Tak właśnie można scharakteryzować działania Prawa i Sprawiedliwości. Obecny w mediach wizerunek tej formacji, sprowadzający ją do Smoleńska, walki z gender i twardogłowej polityki w Unii Europejskiej, nie odpowiada rzeczywistości. Kiedy wsłuchamy się w wypowiedzi polityków partii rządzącej, a także przyjrzymy się dokładnie jej działaniom, zauważymy raczej ten opisywany przez Sierakowskiego postmodernistyczny pragmatyzm i ideologiczną polifonię, która składa się jednakowoż w nową spójną harmonię.
Pozostając nadal w tematach lansowanych przez „Krytykę Polityczną“, wspomnieć można głośną książkę Slavoja Žižka pt. „Rewolucja u bram“, w której przedrukowano sporo tekstów Lenina.

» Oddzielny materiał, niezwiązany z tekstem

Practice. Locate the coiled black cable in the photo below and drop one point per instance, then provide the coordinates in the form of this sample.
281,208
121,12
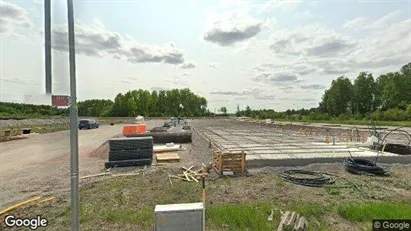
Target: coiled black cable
314,179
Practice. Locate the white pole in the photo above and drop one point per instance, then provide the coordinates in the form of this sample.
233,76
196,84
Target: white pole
73,122
47,44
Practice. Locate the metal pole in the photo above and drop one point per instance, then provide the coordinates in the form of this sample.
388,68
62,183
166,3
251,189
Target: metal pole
73,122
47,44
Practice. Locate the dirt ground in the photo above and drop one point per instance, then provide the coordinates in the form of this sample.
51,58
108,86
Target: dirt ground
106,203
40,165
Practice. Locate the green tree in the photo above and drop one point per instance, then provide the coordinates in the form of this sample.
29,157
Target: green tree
223,110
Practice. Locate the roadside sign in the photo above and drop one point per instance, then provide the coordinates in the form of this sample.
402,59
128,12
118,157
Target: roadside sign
60,100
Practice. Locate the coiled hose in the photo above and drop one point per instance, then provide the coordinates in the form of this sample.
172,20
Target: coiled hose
312,179
364,166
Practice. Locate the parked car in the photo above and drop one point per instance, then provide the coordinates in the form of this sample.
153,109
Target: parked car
88,124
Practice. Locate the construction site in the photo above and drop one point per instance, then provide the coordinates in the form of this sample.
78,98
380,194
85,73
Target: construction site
182,174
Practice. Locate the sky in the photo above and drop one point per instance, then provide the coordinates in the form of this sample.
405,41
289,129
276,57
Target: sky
266,54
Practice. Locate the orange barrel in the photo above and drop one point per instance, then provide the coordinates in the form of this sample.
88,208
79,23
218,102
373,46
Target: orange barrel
133,129
126,129
141,128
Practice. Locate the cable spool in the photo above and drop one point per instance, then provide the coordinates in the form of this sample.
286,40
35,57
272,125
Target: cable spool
312,179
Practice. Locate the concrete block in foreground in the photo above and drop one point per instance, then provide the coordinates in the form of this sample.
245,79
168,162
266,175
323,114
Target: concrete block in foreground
256,163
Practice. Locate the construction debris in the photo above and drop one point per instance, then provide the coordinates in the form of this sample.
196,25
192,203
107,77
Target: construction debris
292,221
167,157
191,175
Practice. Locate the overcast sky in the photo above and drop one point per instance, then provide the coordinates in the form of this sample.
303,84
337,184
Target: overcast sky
266,54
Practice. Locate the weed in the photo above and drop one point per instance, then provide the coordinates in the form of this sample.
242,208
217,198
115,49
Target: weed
366,212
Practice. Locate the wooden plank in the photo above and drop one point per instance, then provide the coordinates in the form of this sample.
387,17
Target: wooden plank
167,157
220,163
187,177
242,162
284,218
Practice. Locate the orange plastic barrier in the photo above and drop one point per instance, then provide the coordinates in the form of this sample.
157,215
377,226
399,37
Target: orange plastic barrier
134,129
141,128
126,130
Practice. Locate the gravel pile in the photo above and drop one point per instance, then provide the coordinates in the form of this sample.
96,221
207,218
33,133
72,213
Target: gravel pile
33,122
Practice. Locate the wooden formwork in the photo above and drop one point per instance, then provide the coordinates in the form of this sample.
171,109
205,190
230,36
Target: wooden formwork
229,162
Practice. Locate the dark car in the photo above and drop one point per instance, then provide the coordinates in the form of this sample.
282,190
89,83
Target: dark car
87,124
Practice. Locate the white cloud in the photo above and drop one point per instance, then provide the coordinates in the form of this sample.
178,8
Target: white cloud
313,40
231,28
364,23
274,5
214,65
357,23
99,42
188,65
254,93
12,15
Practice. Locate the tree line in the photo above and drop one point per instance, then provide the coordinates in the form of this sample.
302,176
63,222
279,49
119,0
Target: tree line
23,111
175,102
387,97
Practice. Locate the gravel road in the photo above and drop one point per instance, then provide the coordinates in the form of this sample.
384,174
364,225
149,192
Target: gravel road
40,165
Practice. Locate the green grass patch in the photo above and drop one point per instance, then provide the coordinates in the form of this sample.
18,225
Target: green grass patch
311,209
241,216
356,122
367,212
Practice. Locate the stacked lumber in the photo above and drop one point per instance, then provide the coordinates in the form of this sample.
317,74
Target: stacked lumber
128,152
182,137
292,221
191,175
229,162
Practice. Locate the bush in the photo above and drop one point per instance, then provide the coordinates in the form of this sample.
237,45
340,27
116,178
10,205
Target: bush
395,114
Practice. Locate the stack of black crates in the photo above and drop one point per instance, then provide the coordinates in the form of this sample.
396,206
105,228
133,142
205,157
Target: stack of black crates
128,152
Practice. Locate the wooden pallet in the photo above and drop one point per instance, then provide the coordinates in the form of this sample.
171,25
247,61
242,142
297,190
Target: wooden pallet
167,157
229,162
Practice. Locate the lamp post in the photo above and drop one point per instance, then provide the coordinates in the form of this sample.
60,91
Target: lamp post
73,122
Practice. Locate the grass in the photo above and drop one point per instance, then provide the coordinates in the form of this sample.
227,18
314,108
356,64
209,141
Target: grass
37,128
128,203
356,122
367,212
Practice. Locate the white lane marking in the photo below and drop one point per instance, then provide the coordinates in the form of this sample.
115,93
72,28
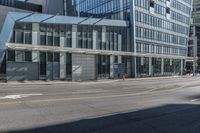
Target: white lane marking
20,96
194,100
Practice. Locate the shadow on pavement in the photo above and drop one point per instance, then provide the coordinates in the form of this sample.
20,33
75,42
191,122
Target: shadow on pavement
166,119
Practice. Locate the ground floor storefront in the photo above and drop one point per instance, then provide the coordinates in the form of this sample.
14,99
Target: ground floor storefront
45,65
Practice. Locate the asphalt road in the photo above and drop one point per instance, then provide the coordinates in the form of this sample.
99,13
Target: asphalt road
158,105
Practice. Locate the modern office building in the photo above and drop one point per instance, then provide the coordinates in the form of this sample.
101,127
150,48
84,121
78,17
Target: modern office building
194,42
157,27
101,39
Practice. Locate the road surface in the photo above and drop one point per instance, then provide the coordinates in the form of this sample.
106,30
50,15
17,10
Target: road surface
155,105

O czym pisze Lenin i co chwali Žižek? Między innymi demaskuje funkcjonujące w liberalnym dyskursie niezależne instytucje (np. media) jako klasowe i polityczne. Jaka jest jego recepta? Skoro „niezależne instytucje“ tak naprawdę są w stu procentach polityczne, lepiej by były polityczne w sposób jawny niż udawały, że takie nie są. Dlaczego Lenin chce jawności? Bo wtedy będzie widać, że te instytucje są w rękach liberalnych cyników. Nie powinno dziwić, że konserwatyści też chcą wyciągnąć to na jaw.
Klasyczny czy też - jak chciał Sierakowski - fundamentalistyczny konserwatyzm nie dekonspiruje jednak instytucji, tylko – pozostając w sojuszu z liberałami – je usprawiedliwia. Trzeba prawicy postmodernistycznej, która nie boi się patrzeć na świat z różnych punktów widzenia, by sobie na to pozwolić. Typowo postmodernistyczny jest też gest sprzeciwu wobec dominującej, wręcz sakralizowanej ideologii liberalnego państwa prawa czy demokracji liberalnej, polegający na wskazywaniu istniejących w niej napięć i sprzeczności. To jest właśnie dekonstrukcja. Albo – może bardziej precyzyjnie – Verwindung.
Verwindung to pojęcie, które w jego postmodernistycznym znaczeniu spopularyzował włoski filozof i polityk Gianni Vattimo. W wielkim skrócie Verwindung polega na tym, że poprzedni system przezwyciężany jest nie poprzez sprzeciw wobec niego, ale poprzez wyciągnięcie ostatecznych konsekwencji z istniejących w nim samym trudności. W ostatnich dniach dokonała się na naszych oczach taka Verwindung Trybunału Konstytucyjnego, a jednocześnie części narracji III RP.